Bitcoin’s latest rally comes shortly after news of Square buying $ 50 million worth of BTC to keep on their balance sheet as a reserve asset.

This news seems to have sparked the momentum that the cryptocurrency has faded away, ultimately helping to take it to its recent high of $ 11,700.

A trend seen when looking at whale activity seems to suggest that retail investors are about to flood the market.

Bitcoin price is stabilizing

At the time of writing, Bitcoin is down only 0.5% at its current price of $ 11,429. This is where it has been trading for the past few days.

It’s important to note that both the bulls and the bears have largely come to a standstill in time after the cryptocurrency soared to a high of $ 11,700 earlier this week.

Because the bulls have gained control of the cryptocurrency’s mid-term trend, there is a strong possibility that the next uptrend is imminent in the near term, but it faces some stiff resistance at $ 11,600.

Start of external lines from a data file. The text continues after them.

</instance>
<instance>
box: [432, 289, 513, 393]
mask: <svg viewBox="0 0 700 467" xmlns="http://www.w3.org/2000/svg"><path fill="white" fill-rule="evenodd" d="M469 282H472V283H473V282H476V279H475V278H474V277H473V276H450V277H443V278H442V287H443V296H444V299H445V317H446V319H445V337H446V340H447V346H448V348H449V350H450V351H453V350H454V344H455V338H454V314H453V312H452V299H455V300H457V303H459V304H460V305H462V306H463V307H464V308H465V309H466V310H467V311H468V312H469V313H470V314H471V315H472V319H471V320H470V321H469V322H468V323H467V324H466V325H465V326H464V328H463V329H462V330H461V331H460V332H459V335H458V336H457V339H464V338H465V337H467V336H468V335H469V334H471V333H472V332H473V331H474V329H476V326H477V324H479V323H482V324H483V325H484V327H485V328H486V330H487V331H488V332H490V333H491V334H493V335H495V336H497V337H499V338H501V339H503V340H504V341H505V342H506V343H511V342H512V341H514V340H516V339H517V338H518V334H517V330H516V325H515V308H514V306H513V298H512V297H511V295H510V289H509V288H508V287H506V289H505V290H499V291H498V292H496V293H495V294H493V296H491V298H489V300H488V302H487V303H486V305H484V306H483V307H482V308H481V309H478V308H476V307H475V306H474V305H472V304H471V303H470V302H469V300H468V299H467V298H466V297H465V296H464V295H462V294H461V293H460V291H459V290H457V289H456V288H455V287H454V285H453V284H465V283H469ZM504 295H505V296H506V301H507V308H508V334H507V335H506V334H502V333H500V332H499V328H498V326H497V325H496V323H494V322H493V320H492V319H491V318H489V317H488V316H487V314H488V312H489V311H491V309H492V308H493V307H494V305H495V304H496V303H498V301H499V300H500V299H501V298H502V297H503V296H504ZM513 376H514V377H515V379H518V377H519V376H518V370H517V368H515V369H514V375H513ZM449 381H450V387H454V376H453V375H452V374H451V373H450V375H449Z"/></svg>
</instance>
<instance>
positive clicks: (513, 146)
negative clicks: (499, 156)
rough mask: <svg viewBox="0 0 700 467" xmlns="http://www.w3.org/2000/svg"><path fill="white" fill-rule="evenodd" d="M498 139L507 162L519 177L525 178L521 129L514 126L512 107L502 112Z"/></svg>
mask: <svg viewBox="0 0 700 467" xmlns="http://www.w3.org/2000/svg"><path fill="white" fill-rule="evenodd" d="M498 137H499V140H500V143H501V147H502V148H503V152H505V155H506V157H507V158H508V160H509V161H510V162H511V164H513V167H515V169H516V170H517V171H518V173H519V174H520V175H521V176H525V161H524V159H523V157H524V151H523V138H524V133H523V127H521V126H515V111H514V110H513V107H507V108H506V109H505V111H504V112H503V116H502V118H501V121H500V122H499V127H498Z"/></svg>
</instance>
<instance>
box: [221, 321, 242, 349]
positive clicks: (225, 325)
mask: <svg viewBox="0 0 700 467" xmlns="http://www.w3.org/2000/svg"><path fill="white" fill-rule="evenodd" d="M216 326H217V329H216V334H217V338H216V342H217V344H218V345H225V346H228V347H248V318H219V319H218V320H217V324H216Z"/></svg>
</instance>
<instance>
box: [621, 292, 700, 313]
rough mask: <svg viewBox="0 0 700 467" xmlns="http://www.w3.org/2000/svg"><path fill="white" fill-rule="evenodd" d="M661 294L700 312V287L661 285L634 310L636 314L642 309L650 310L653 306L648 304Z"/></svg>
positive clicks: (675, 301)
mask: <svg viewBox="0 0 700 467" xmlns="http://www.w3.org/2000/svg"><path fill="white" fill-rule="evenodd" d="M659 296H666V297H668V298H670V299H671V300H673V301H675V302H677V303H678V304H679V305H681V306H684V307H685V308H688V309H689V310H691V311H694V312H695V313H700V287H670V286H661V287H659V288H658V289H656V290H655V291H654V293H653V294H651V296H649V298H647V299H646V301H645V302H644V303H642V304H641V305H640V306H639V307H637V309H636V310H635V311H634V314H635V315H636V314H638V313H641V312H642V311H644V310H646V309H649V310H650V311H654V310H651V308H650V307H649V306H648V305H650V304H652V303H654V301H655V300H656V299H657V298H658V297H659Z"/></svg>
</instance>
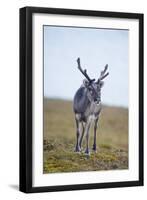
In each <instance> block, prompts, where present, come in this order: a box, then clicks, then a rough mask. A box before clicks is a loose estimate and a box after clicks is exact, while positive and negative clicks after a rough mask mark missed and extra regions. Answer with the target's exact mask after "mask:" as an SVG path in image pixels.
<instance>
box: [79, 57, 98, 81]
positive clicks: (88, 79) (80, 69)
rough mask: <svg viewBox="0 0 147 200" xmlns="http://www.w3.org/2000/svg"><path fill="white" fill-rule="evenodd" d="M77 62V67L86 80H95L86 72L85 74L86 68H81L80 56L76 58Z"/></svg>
mask: <svg viewBox="0 0 147 200" xmlns="http://www.w3.org/2000/svg"><path fill="white" fill-rule="evenodd" d="M77 63H78V69H79V70H80V72H81V73H82V74H83V75H84V76H85V77H86V78H87V80H88V81H89V82H92V81H95V79H91V78H90V77H89V76H88V74H87V70H86V69H84V70H83V69H82V67H81V64H80V58H78V59H77Z"/></svg>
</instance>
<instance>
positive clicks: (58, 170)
mask: <svg viewBox="0 0 147 200" xmlns="http://www.w3.org/2000/svg"><path fill="white" fill-rule="evenodd" d="M92 143H93V126H92V127H91V130H90V147H92ZM75 144H76V127H75V120H74V113H73V109H72V102H71V101H64V100H57V99H44V141H43V148H44V151H43V152H44V156H43V160H44V161H43V162H44V163H43V173H55V172H81V171H98V170H117V169H119V170H120V169H127V168H128V109H126V108H120V107H110V106H103V109H102V112H101V115H100V120H99V125H98V130H97V145H98V146H99V148H98V151H97V152H96V153H95V152H92V150H91V155H90V156H89V157H87V156H86V155H85V154H84V148H85V138H84V140H83V145H82V146H83V151H82V152H81V153H75V152H74V148H75Z"/></svg>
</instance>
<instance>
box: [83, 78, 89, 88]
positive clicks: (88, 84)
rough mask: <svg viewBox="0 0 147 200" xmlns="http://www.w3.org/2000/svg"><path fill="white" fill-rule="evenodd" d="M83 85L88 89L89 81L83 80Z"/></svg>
mask: <svg viewBox="0 0 147 200" xmlns="http://www.w3.org/2000/svg"><path fill="white" fill-rule="evenodd" d="M83 85H84V86H85V87H88V86H89V81H87V80H86V79H84V80H83Z"/></svg>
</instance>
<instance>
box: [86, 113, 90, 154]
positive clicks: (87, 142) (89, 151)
mask: <svg viewBox="0 0 147 200" xmlns="http://www.w3.org/2000/svg"><path fill="white" fill-rule="evenodd" d="M90 126H91V118H90V117H89V119H88V122H87V124H86V127H85V136H86V150H85V153H86V154H88V155H89V154H90V151H89V130H90Z"/></svg>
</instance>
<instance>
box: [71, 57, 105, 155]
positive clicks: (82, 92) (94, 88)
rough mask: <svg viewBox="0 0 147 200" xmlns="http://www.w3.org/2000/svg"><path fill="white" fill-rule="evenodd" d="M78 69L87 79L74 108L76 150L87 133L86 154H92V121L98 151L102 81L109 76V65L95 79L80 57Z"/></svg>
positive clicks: (74, 104) (78, 97) (77, 98)
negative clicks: (89, 129)
mask: <svg viewBox="0 0 147 200" xmlns="http://www.w3.org/2000/svg"><path fill="white" fill-rule="evenodd" d="M77 63H78V69H79V70H80V72H81V73H82V74H83V75H84V76H85V78H86V79H84V80H83V84H82V86H81V87H80V88H79V89H78V90H77V92H76V94H75V96H74V101H73V109H74V112H75V121H76V129H77V130H76V136H77V142H76V147H75V151H76V152H80V151H81V145H82V139H83V136H84V133H85V136H86V150H85V153H86V154H88V155H89V154H90V151H89V129H90V126H91V124H92V123H94V143H93V150H94V151H96V131H97V125H98V120H99V115H100V112H101V108H102V105H101V88H102V86H103V85H104V82H103V81H102V80H103V79H104V78H105V77H106V76H108V74H109V73H108V72H107V73H106V71H107V69H108V65H106V66H105V68H104V70H103V71H102V72H101V74H100V77H99V78H98V79H97V80H96V81H95V79H91V78H90V77H89V76H88V74H87V70H86V69H85V70H83V69H82V67H81V65H80V58H78V59H77Z"/></svg>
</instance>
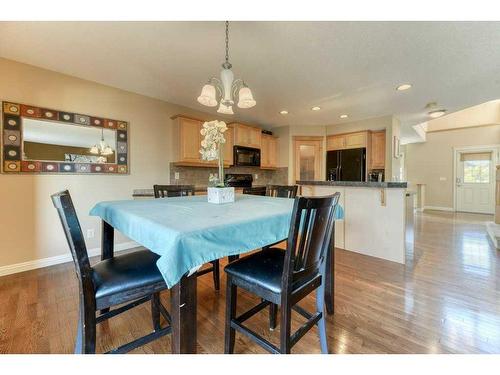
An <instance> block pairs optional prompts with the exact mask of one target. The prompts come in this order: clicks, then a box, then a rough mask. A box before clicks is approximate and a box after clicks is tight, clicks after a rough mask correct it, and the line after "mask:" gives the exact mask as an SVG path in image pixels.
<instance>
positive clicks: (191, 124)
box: [172, 115, 234, 167]
mask: <svg viewBox="0 0 500 375" xmlns="http://www.w3.org/2000/svg"><path fill="white" fill-rule="evenodd" d="M172 120H174V143H173V149H174V158H175V162H176V164H177V165H184V166H197V167H211V166H216V165H217V160H212V161H206V160H203V159H202V158H201V154H200V148H201V140H202V135H201V133H200V130H201V128H202V126H203V122H204V121H202V120H197V119H194V118H190V117H187V116H181V115H178V116H174V117H172ZM225 138H226V144H225V146H224V165H226V166H229V165H232V164H233V145H234V129H233V127H232V126H230V125H229V126H228V130H227V131H226V133H225Z"/></svg>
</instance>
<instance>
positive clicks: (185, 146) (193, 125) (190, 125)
mask: <svg viewBox="0 0 500 375" xmlns="http://www.w3.org/2000/svg"><path fill="white" fill-rule="evenodd" d="M201 126H202V123H201V121H197V120H191V119H187V118H181V119H179V151H180V155H179V159H180V160H179V161H187V162H201V154H200V147H201V134H200V130H201Z"/></svg>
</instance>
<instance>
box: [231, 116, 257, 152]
mask: <svg viewBox="0 0 500 375" xmlns="http://www.w3.org/2000/svg"><path fill="white" fill-rule="evenodd" d="M231 125H232V126H233V128H234V145H235V146H245V147H252V148H260V147H261V134H262V131H261V129H259V128H256V127H253V126H249V125H244V124H240V123H237V122H234V123H231Z"/></svg>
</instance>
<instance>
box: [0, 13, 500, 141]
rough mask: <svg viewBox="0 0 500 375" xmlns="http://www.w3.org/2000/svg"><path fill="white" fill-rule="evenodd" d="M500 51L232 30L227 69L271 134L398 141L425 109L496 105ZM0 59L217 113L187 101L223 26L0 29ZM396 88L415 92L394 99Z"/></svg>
mask: <svg viewBox="0 0 500 375" xmlns="http://www.w3.org/2000/svg"><path fill="white" fill-rule="evenodd" d="M499 46H500V22H231V25H230V61H231V63H232V64H233V71H234V73H235V76H236V77H237V78H238V77H241V78H244V79H245V81H246V82H247V84H248V85H249V86H250V88H251V89H252V91H253V93H254V96H255V99H256V100H257V106H255V107H254V108H252V109H246V110H240V109H238V108H237V111H238V113H237V116H236V117H237V118H239V119H240V120H244V121H248V122H255V123H259V124H261V125H263V126H267V127H273V126H280V125H289V124H290V125H325V124H337V123H345V122H350V121H355V120H360V119H366V118H371V117H378V116H385V115H390V114H394V115H395V116H397V117H398V118H399V119H400V120H401V122H402V124H403V125H404V127H403V128H404V129H403V133H405V132H406V131H407V130H408V129H410V126H411V125H414V124H417V123H420V122H423V121H426V120H427V117H426V116H425V110H424V107H425V105H426V104H427V103H428V102H430V101H437V102H438V103H440V104H441V105H442V106H443V107H445V108H446V109H448V110H449V111H455V110H458V109H462V108H465V107H468V106H471V105H475V104H478V103H482V102H485V101H488V100H492V99H497V98H499V97H500V48H499ZM0 56H2V57H5V58H8V59H13V60H17V61H21V62H25V63H29V64H33V65H36V66H40V67H44V68H47V69H51V70H55V71H58V72H62V73H66V74H70V75H73V76H77V77H81V78H84V79H88V80H92V81H96V82H100V83H104V84H107V85H110V86H114V87H118V88H121V89H125V90H129V91H133V92H137V93H140V94H144V95H148V96H151V97H155V98H159V99H163V100H166V101H169V102H172V103H177V104H181V105H185V106H187V107H192V108H195V109H198V110H203V111H207V112H212V113H214V114H215V109H214V108H207V107H203V106H202V105H200V104H198V103H197V101H196V97H197V96H198V95H199V92H200V89H201V87H202V86H203V84H204V83H205V82H206V81H207V79H208V78H209V77H211V76H213V75H218V74H219V70H220V64H221V63H222V61H223V57H224V23H223V22H63V23H57V22H24V23H23V22H2V23H0ZM404 82H411V83H412V84H413V88H412V89H411V90H409V91H405V92H397V91H396V90H395V87H396V86H398V85H399V84H400V83H404ZM316 105H318V106H321V108H322V110H321V111H318V112H312V111H311V110H310V108H311V107H312V106H316ZM282 109H287V110H288V111H289V112H290V114H289V115H287V116H282V115H280V114H279V113H278V112H279V111H280V110H282ZM343 113H347V114H349V118H348V119H346V120H341V119H339V116H340V114H343Z"/></svg>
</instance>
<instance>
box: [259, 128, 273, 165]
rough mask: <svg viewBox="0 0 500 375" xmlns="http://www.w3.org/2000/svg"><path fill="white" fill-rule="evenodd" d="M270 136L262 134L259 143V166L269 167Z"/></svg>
mask: <svg viewBox="0 0 500 375" xmlns="http://www.w3.org/2000/svg"><path fill="white" fill-rule="evenodd" d="M270 138H271V136H269V135H266V134H262V138H261V144H260V167H261V168H269V146H270Z"/></svg>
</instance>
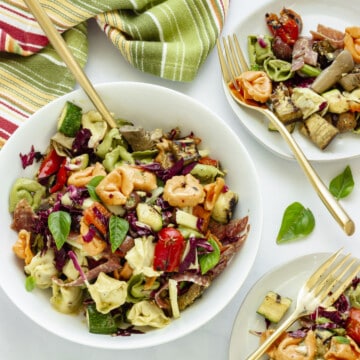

Retail investors are entering the market

A trend seen when looking at Bitcoin whale activity suggests that retail investors are quickly entering the market.

While consulting Glassnode’s data, Unfolded explains that the drop in Bitcoin whales signals that retail investors are pouring in.

“Historically, the onset of a decline in BTC whales has often indicated increased interest from retail investors and a start to run to the top of the market.”

This trend – if it continues – could mean a large amount of capital is on the sidelines waiting to enter Bitcoin and the synthetic cryptocurrency market.

Disclaimer: This is not investment advice. Investors should learn carefully before making a decision. We are not responsible for your investment decisions.